Somewhat to my surprise, my girlfriend--later my fiancée and now my wife--especially liked the piece. But when we bought our first house we had trouble fitting it in with the rest of our décor. So it sat in our basement for a year or so until we found out we were expecting a boy. That news prompted us to dust off the piece and hang it in his room, awaiting his arrival. That was about eighteen months ago.

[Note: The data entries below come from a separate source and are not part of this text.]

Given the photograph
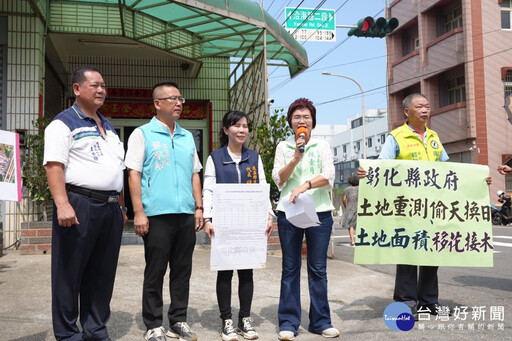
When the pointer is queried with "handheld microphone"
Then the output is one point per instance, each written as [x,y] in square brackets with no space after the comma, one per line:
[302,133]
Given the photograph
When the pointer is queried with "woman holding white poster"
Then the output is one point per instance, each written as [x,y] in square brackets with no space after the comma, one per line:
[304,165]
[233,163]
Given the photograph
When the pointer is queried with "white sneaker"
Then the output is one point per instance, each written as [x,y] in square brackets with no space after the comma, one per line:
[331,332]
[286,335]
[246,330]
[228,331]
[155,334]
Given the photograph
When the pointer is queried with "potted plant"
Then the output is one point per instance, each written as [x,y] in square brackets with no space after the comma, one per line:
[34,175]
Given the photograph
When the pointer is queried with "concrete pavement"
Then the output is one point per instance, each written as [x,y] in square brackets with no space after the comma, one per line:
[358,297]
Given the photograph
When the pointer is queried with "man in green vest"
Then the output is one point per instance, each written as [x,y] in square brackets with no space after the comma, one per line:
[414,141]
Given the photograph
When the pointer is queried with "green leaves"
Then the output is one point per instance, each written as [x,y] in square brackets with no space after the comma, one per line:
[34,175]
[269,133]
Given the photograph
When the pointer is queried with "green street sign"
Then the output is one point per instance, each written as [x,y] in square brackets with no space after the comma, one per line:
[311,25]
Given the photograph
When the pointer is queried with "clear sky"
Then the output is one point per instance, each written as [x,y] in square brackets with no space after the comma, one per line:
[363,59]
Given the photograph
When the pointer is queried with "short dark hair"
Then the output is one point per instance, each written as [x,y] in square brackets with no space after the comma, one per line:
[353,180]
[163,83]
[230,119]
[408,99]
[301,103]
[78,75]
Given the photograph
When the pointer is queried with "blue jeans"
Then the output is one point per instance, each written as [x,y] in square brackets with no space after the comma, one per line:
[317,239]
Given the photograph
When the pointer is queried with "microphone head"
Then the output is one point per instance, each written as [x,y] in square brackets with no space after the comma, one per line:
[302,130]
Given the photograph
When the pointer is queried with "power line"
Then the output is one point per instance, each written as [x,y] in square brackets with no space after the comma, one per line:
[408,79]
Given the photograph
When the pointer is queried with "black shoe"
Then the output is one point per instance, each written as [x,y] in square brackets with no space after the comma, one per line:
[414,312]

Jump ahead to three weeks ago. My wife wanted to spruce up the boy's room (he is now 13 months) and suggested we dip into my Star Wars collection again. She cleared a space on a shelf and invited me to put out some of my Kenner figurines. I began dreaming up an elaborate diaroma of Vader's duel with Obi-Wan, as Luke watches on helplessly. My wife quickly shot that idea down. "This is meant to be cool not nerdy", she explained. So I opted for a simple line-up of ten of the original twelve figures. My wife then combined these with some funky robot paintings she had picked up in a local shop.
Star Wars corner (the rest of the room is SW-free)
Marvel Star Wars ##7, 13, 15, 57, 60, and 97
Kenner Star Wars: collect all 12!
Close-up on Obi-WanWhat do you think? Mostly I really like it, but I have two reservations. Firstly, those are my actual played-with-for-hours-as-a-boy Star Wars figures. They have been safely in storage for the last twenty years. It makes me a little anxious to have them standing there on a shelf, exposed to who knows what disaster might befall them.
But I have a greater concern: I am not sure I want my son to inherit Star Wars from me. My childhood mania for the phenomenon--I don't say the movies because it was so much more than that--was excessive. While I have many fond memories of it all, I am not sure, looking back today, that it was entirely healthy. It wasn't terrible, of course. It was not a vice, it did not make me a bad person. But speaking as a father, I would prefer my children to have a wide variety of interests, without being singlemindedly obsessed with any of them. I almost feel I should keep Star Wars from my son, thus giving him a chance to discover it for himself, or even not to discover it at all and to develop his own interests instead.
But there is no hiding Star Wars. It's everywhere. I might as well try to conceal the moon from him. So I'll leave these Star Wars decorations out for now. If the little guy decides one day that he's not interested in reliving his dad's childhood, I'll be proud of him. But if he tries to pull my action figures' heads off, I'm putting them straight back into storage.